Optimizing uwsgi for Many Many Threads and Processes

tl;dr : Consider optimizing uwsgi by setting `threads-stacksize = 64` or some small value in your uwsgi config. Python apps which do not use many C modules do not use the C stack very much. A smaller stack size mean threads use less memory and you can safely have more of them servicing requests.

Long story:

Years ago I was deploying a new flask web service using uwsgi. I needed it to scale to thousands of connections. I read a blog post (I searched and cannot find it now) which suggested 10 processes with 10 threads each to be able to serve 100 concurrent connections. After testing and tuning this particular app, we settled on 10 processes and 100 threads per process. It ran well.
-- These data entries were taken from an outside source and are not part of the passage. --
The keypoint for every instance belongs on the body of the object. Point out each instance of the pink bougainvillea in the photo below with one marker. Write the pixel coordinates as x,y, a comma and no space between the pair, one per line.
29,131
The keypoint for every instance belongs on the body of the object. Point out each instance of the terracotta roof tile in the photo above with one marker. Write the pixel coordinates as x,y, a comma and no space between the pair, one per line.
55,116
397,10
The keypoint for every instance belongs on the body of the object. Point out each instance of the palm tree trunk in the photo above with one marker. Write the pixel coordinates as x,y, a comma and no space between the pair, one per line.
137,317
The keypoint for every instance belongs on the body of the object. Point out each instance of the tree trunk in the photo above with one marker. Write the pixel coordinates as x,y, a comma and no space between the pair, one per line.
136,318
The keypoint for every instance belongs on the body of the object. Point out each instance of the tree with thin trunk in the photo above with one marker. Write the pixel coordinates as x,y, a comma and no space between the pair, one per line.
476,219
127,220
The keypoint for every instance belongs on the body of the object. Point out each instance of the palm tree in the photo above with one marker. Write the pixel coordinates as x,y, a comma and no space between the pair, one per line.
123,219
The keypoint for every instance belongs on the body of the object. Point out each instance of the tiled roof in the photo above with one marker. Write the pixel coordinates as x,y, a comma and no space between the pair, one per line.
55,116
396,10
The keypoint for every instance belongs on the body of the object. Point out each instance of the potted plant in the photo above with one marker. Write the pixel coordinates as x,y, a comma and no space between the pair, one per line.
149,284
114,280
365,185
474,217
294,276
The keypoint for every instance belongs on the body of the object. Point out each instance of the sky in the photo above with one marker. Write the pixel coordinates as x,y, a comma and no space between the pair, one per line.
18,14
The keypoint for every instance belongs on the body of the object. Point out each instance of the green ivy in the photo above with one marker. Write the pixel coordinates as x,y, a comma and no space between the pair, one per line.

Recently, a production app, which I helped deploy, fell on its face. It was performing very poorly, seemingly out of nowhere. This app was originally deployed with the same 10 processes, 100 threads per process configuration which I had used so successfully in the past. The ops team had already reduced the process count to 4 due to excessive memory use of the application. This means the application was only able to service 400 concurrent connections.

I still cannot entirely explain why the app ran for many months and then suddenly had problems. I’m guessing it is because of recent announcements driving more traffic to the site. The 400 threads were actually being used instead of sitting idle waiting for connections.

In the process of trying to restore service, our ops team wisely used a tool which I was not likely to have used (huge thanks to them). The tool is pmap and it shows mapped memory for a given process. I noticed something interesting in the output of pmap:

00007fcf75061000   8192K rw---   [ anon ]
00007fcf75861000      4K -----   [ anon ]
00007fcf75862000   8192K rw---   [ anon ]
00007fcf76062000      4K -----   [ anon ]

This was repeated with the same memory increment 50 times for a total of 100. It occurred to me that the default stack size of a thread in Linux is 8MB and that these memory maps were the stack of each thread. I was able to confirm this suspicion by running the app myself and adjusting the size by configuring uwsgi with –threads-stacksize.

I started by moving to 1MB which I know is the default Windows thread stack size, guessing it would still be plenty. Then I started to play limbo and see how low can I go. I started to get pretty happy when I broke the 256KB mark and our app was still functioning. Our app has the luxury of not having any deep calls. I might have been able to go lower, but once I got to 64KB, I didn’t see my point. Every order of magnitude decrease was smaller and smaller an improvement.

Moving from 8MB to 1MB took memory usage from 3.2GB to 400MB. Every halving of stack size halved overall memory usage of the thread stacks by this app. First 512KB/thread for 200MB, then 256KB/thread for 100MB, then 128KB/thread for 50MB, then 64KB/thread for 25MB. At this point, everything about the app was running exactly the same, the only difference being that I wasn’t wasting 3.2GB of memory in unused thread stacks.